I Didn’t Know We Were Poor

“I didn’t know we were poor,” Carmen Aguilar admits. “Everyone around us was poor! It was just life.” 

Felix Yruegas echoes the same thought. “We had our own world. Sure, we went hungry from time to time, but that was normal,” he shares. “We didn’t know any different.” 

Aguilar and Yruegas both grew up on San Antonio’s Westside in the 1940s and 50s. They say they had no idea that just across town, people had plumbing in their houses. They had paved streets and sidewalks. They had electricity. They had bigger houses on bigger lots.  

Carmen Aguilar with her sisters Maria, Rosa, and Herminia in front of their Westside home.

In the heart of the Westside, they didn’t bat an eye at using their outhouse or trudging through mud every time it rained. As kids, they didn’t question why the only white people in the community were their teachers. They stuck together and continued on their way.  

What they didn’t realize at the time was their little world on the Westside was a direct result of redlining and deed restrictions, legal policies of segregation that shaped the early design of San Antonio.  

“People like to forget the preferential development of San Antonio,” attorney and historian Art Martinez de Vera says. “We like to forget that we forced Brown and Black neighbors to the West and Eastsides and gave them few city resources while we built up white communities in Alamo Heights, Woodlawn, and Monte Vista with large houses, paved roads, and even a dam to help with flood control.”  

Yruegas didn’t see the racial and economic disparities between the neighborhoods until he got a job with the postal service and moved to Harlandale in South San Antonio.
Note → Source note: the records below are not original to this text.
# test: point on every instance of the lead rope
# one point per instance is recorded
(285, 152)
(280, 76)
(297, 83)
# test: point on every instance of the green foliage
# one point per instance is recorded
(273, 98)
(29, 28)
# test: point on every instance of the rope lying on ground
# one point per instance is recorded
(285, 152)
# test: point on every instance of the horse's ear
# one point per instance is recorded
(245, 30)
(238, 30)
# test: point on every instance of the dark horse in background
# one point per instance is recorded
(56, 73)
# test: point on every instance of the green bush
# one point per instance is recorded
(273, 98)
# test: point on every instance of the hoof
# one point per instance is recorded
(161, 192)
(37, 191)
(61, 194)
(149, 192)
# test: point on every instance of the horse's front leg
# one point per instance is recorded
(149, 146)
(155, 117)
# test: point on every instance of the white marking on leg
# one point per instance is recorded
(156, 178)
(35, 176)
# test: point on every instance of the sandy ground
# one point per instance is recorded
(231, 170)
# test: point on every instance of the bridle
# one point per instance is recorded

Harlandale was originally created as a neighborhood for the white working class, but demographics began to shift as Latino families moved in during the 1960s and 1970s.  

“The houses were painted. The yards were maintained. Everything was cleaner and larger on the Southside,” Yruegas says. “Everything was different.”

For Aguilar, she started to notice differences in resources when neighborhood councils on the Westside started educating the community on housing opportunities and the necessity of voting.

Aguilar’s childhood home that her father built on the Westside.

This proves just how successful redlining and deed restrictions were. They created such completely different worlds in the same city that many people who lived in the red zones had no idea there was even another way to live just across town. And we aren’t talking about a small number of people here. As writer and urban historian Dr. Ricardo Romo says, “There was nothing little about our barrio in San Antonio, which the US Census estimated as the second largest Mexican American community in the United States after Los Angeles in 1960.”  

While the Westside may not have had indoor plumbing or electricity in all the homes in the 40’s and 50’s, it still had a vibrant business center. 

Yruegas remembers the shops and theaters that lined Guadalupe Street. It was a place where neighbors helped neighbors. He remembers Romo’s father letting his family buy grocery items on credit from their store. “He knew most of us would not be able to fully pay him back, but that’s how he helped the barrio,” shares Yruegas.  

Were redlining and deed restrictions successful? Yes. Do we still see the effects of them today? Also, yes. But how we counteract the effects today is the same way the community counteracted the effects in the 1940s and 50s. The community came together. They shared their resources.  

So how do we do this today? How do we create formal and informal infrastructures that support the most vulnerable in our communities? How do we truly care for our neighbors and our neighborhoods?  

There is no single answer to these questions, but we can look at the groups who are working on the Westside as an example of action and hope. We can look at Prosper West, who is trying to help economic development occur from within the community. We can look at the Guadalupe Cultural Arts Center, who is investing in real estate on their block and creating programs for community engagement and development. We can look at Good Samaritan Community Services, who is helping families thrive in their communities.  

The work is happening—we just have to open our eyes and see where we can join the effort.